NRK2
- Country: Norway
- Headquarters: Oslo

Programming
- Picture format: 16:9 / HD 720p

Ownership
- Owner: NRK
- Sister channels: NRK1, NRK3, NRK Super

History
- Launched: 1 September 1996; 30 years ago

Links
- Website: tv.nrk.no/direkte/nrk2

Availability

Streaming media
- NRK TV: Watch live (only in EEA)

= NRK2 =

Norwegian television channel

NRK2 (pronounced as "NRK to" in both Bokmål and Nynorsk) is one of the television channels of the Norwegian Broadcasting Corporation (NRK). It was launched on 1 September 1996.

== History ==
The channel started its regular broadcasts on 1 September 1996, but on the evening before, a live simulcast, led by Trond-Viggo Torgersen, was broadcast on both NRK1 and NRK2. On its first regular broadcast day, around 880,000 people watched the channel during its first evening. From the start, the channel was to be youth-oriented and had people between the ages of 15 and 35 as its target group. For the first eleven years, before the channel changed its profile, culture, entertainment and music programs were mainly broadcast. The target audience was part of NRK's efforts to broaden its remit and to fight the rising influence of TV2. The channel was officially called "NRK TO" until 4 September 2000.

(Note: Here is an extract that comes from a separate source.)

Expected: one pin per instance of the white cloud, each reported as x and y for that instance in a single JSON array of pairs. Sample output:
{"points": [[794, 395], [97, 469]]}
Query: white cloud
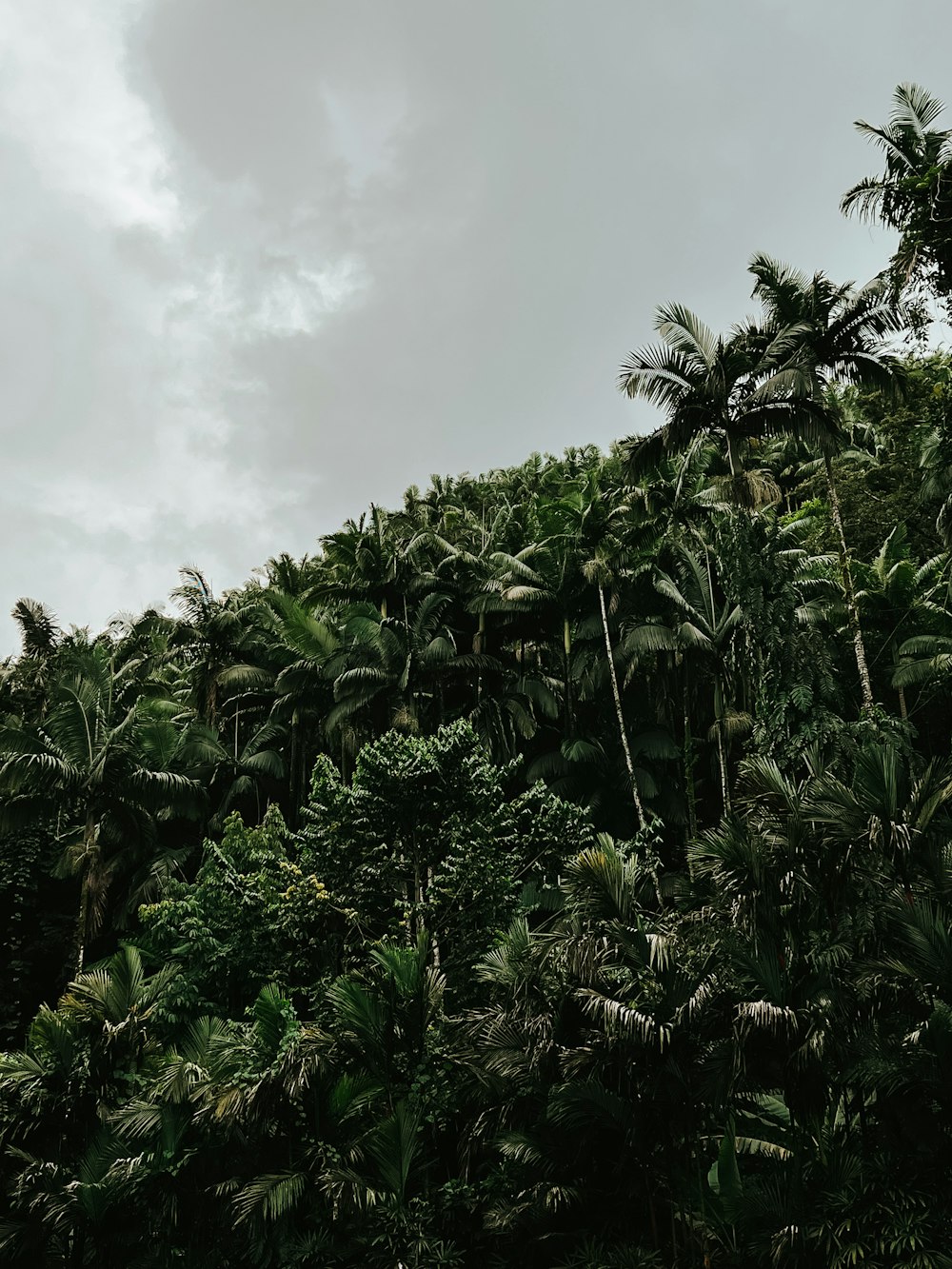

NRK2 was supposed to act as an overflow channel for NRK1 and as a youth channel. In the evening, many films and series were previously broadcast, in addition to programs broadcast on NRK1. During the day, the schedule usually consisted of interactive entertainment, such as chatting. In 2003, Svisj began, which has been broadcast outside the regular program at night and during the day. It mainly consisted of chat and music videos that viewers could vote on using text messages. Sometimes, instead of music videos, other types of footage could be selected - such as sports or Autofil features.

Although over 800,000 viewers watched the channel on the first broadcast day in 1996, the viewing figures were weak in the first week. The newscasts fared best, with a peak of 156,000 viewers. In comparison, TV 2's Nyhetene had 567,000 viewers, and Dagsrevyen had 769,000 viewers on the same day. Eva Bratholm's Bokbadet went down to 46th place with only 22,000 viewers. Autumn 1996 was disappointing for NRK2, with viewership rarely exceeding 100,000 viewers. In the winter of 1997, however, things began to turn around, and during March, the channel surpassed TV3 and was about equal to TVNorge with a viewership of around 200,000 on the most watched programs such as Norge i dag and Absolutt.

In September 1998, the channel was added to Viasat subscribers in Norway, after it inked a deal enabling it to carry the two NRK channels. During the 1 June 2006 NRK strike, it carried Svisj all day.

With the creation of NRK3, NRK2 was changed on 3 September 2007 to a factual and current affairs channel, with an emphasis on news, documentaries and other factual material as well as some cultural material. Among other things, Dagsrevyen was simulcast between NRK1 and NRK2 in the autumn of 2007. Kulturnytt was moved from NRK1 to NRK2 at the same time as the programme's broadcasting time was extended.

After over a year, NRK moved away from the concept that NRK2 should function as its news channel. In the period when continuous news broadcasts were originally broadcast, repeats of NRK's district news were broadcast instead.

On 1 February 2011, the HD feed of the channel, NRK2 HD, was launched.

The channel had a market share of 5.3 percent in 2016.

From 1 January 2018, Nyheter has the right of way on NRK2 to give sister channel NRK1 a more predictable schedule layout, following complaints from viewers that programs such as Med hjartet på rette staden were repeatedly interrupted due to extra news broadcasts on NRK1. As of January 2018, NRK2 wasn't programming between 6 am and 6 pm.

== Programming ==
NRK2, since its launch, has traditionally concentrated more on cultural and in-depth programmes than its sister channel NRK1 and has also shown drama series, comedies, and news. In autumn 2002, it started to air Svisj, an interactive programme with music videos and SMS chat. With the launch of NRK3 in early September 2007, Svisj moved to the new station, and NRK2 refocused its programming to focus on news, documentaries, and cultural programs.

NRK2 offers news, factual and science programmes, drama, music programmes, and entertainment. The program profile for 2018 was divided into the following themes:
- News (26%)
- Facts and society (19%)
- Nature and science (13%)
- Leisure/Hobby/Lifestyle (9%)
- Drama (9%)
- Music (8%)
- Entertainment (7%)
- Sports (6%)
- Other (4%)

== Logos and identities ==

NRK2's first, original and former logo used from 1 September 1996 to 3 September 2000.
Orange-coloured version of NRK2's second and previous logo used until 2 September 2007.
HD logo used from February to October 2011.
NRK2's third and former logo used from 11 October 2011 to 12 June 2024.